L'ère des opérateurs : GSK confie les rênes à Luke Miels alors que la pharma privilégie l'exécution à la vision
Dame Emma Walmsley se retire après neuf ans, confiant GlaxoSmithKline à un vétéran du secteur commercial à l'heure où l'industrie valorise les exécutants plutôt que les visionnaires.
LONDRES — GlaxoSmithKline s'apprête à changer de capitaine. Le laboratoire pharmaceutique a annoncé que son directeur commercial, Luke Miels, prendrait la direction générale le 1er janvier 2026, en remplacement de Dame Emma Walmsley. Les investisseurs ont bien accueilli la nouvelle — les actions ont bondi de 3 % — mais ce changement reflète une tendance plus large dans la Big Pharma : les conseils d'administration recherchent des exécutants capables de naviguer entre les batailles de prix, les vents contraires politiques et les risques d'exécution.

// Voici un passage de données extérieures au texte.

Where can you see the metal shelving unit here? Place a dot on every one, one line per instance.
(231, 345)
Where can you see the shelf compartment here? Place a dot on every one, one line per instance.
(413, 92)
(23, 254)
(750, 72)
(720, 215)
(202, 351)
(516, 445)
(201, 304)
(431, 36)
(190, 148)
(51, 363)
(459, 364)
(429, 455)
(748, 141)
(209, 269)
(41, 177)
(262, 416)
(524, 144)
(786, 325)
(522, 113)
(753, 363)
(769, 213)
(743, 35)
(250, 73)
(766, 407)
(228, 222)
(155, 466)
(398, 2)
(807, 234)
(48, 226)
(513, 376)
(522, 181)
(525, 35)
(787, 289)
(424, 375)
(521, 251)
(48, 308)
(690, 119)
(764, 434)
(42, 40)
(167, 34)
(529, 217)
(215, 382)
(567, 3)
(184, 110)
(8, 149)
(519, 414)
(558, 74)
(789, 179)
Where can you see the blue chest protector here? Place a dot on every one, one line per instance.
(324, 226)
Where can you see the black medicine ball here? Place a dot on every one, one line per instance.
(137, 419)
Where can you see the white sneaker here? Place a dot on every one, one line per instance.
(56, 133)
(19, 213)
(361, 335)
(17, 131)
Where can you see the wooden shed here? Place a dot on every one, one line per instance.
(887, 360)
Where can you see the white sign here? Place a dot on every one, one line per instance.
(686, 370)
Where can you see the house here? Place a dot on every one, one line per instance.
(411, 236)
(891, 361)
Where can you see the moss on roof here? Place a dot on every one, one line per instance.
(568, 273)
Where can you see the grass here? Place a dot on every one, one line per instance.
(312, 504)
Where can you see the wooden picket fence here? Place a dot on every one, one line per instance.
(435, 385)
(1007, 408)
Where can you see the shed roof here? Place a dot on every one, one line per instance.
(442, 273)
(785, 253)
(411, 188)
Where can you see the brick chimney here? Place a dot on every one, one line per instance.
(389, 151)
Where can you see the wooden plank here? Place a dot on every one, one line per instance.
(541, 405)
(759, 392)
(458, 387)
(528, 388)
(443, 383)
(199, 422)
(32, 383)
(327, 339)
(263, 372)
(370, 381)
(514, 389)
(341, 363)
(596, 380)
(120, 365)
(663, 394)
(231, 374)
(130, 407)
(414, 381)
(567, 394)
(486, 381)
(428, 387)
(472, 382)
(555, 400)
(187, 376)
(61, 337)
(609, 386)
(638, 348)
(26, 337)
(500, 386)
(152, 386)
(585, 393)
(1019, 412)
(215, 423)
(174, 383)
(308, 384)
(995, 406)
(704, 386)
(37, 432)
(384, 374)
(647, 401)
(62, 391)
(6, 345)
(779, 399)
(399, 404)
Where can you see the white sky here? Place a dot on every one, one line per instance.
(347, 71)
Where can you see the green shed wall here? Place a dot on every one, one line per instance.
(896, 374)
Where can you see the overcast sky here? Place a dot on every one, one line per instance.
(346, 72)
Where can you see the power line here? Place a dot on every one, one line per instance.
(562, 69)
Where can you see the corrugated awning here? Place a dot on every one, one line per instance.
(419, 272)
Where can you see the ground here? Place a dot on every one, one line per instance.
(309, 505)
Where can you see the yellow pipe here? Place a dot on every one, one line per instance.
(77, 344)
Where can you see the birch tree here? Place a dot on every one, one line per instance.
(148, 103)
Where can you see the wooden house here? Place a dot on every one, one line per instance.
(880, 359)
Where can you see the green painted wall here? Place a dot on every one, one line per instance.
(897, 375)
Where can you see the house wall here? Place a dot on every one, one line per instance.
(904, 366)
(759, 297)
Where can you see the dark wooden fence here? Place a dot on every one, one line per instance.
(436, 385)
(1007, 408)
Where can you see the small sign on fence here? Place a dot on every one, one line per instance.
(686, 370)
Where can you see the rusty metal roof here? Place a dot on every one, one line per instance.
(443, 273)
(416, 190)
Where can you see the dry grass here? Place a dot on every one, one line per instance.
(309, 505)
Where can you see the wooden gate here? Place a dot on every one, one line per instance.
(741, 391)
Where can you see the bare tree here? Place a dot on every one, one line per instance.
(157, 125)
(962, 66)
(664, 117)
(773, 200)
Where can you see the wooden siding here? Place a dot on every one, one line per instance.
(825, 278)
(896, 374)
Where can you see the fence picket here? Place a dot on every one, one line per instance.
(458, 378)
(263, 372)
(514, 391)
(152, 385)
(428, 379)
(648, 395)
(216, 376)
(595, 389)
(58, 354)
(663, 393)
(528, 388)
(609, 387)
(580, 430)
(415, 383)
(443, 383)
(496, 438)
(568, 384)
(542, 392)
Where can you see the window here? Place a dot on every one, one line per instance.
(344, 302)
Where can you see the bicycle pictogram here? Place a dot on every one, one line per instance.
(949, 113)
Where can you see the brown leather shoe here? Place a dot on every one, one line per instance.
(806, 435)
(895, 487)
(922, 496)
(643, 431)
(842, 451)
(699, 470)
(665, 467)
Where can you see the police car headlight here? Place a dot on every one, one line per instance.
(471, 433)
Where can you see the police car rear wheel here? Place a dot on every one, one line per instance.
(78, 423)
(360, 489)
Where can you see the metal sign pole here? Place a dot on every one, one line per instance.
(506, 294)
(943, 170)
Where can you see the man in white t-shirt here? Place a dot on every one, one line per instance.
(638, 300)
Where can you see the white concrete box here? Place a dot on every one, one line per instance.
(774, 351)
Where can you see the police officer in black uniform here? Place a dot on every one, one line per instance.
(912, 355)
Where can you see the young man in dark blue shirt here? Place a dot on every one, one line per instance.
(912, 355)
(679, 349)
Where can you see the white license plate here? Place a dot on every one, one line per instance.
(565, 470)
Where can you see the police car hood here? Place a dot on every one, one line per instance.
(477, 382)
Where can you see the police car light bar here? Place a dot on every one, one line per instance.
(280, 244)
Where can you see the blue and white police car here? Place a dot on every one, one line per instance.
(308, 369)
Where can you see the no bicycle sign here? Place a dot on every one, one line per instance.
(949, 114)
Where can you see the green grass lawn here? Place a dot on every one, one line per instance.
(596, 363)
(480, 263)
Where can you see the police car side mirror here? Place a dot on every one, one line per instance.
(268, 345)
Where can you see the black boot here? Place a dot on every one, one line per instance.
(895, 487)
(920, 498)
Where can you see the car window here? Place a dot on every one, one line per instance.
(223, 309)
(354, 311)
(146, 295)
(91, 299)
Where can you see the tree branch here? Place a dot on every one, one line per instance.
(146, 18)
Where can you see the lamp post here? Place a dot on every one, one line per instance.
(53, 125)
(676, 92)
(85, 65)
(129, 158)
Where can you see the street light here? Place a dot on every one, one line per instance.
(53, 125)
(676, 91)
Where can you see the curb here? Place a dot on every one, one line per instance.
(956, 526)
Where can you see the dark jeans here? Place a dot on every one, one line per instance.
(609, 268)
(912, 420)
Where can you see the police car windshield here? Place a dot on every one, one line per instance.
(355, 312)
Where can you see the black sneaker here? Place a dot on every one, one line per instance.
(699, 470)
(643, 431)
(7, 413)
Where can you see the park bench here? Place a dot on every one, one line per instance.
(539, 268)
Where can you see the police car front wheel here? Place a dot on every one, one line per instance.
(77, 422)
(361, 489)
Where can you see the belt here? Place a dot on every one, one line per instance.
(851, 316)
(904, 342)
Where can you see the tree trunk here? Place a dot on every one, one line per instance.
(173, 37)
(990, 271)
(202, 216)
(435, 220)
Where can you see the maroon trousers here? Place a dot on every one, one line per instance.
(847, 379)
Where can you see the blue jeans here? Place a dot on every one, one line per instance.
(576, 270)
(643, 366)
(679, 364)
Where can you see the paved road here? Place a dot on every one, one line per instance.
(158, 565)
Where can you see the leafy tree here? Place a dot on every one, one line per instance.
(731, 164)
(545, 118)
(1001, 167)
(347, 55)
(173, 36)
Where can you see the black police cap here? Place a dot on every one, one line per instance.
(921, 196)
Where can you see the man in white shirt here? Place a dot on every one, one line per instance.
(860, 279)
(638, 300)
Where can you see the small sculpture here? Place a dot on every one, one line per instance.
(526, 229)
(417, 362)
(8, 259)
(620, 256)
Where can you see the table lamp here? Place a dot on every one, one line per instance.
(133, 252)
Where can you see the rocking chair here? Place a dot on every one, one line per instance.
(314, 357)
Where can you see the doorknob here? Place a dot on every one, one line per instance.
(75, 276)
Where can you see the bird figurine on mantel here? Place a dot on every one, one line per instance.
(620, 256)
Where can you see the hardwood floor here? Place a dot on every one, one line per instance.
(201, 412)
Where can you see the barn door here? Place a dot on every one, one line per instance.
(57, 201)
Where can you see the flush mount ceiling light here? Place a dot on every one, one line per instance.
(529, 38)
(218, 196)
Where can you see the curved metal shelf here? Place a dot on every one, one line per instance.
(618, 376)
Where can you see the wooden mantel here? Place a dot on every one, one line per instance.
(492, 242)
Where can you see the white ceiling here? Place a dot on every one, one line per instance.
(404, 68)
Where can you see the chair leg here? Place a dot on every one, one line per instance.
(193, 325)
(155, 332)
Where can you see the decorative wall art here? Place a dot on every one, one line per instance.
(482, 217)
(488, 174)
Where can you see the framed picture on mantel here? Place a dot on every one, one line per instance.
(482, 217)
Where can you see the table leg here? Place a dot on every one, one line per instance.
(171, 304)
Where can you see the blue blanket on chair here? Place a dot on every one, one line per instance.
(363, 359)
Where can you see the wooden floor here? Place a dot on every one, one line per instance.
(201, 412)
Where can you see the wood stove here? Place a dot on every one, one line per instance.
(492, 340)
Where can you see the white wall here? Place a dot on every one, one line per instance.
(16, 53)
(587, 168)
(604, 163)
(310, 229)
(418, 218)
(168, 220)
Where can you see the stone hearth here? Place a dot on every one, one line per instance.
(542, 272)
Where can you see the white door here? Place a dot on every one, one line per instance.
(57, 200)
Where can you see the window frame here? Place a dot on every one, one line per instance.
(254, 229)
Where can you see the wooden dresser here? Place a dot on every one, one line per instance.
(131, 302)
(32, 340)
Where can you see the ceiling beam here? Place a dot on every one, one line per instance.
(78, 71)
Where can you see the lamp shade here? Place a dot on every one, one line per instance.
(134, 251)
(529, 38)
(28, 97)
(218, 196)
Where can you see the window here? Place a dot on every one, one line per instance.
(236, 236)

Le mandat de Walmsley a duré près d'une décennie. Elle a séparé la branche grand public de GSK, Haleon, a traversé la tempête juridique du Zantac, très éprouvante et ayant coûté 2,2 milliards de dollars, et a repositionné le groupe comme un acteur majeur dans les vaccins et les médicaments de spécialité. Son départ marque la fin d'un chapitre et le début d'un autre où la force commerciale, et pas seulement la vision scientifique, occupe le devant de la scène.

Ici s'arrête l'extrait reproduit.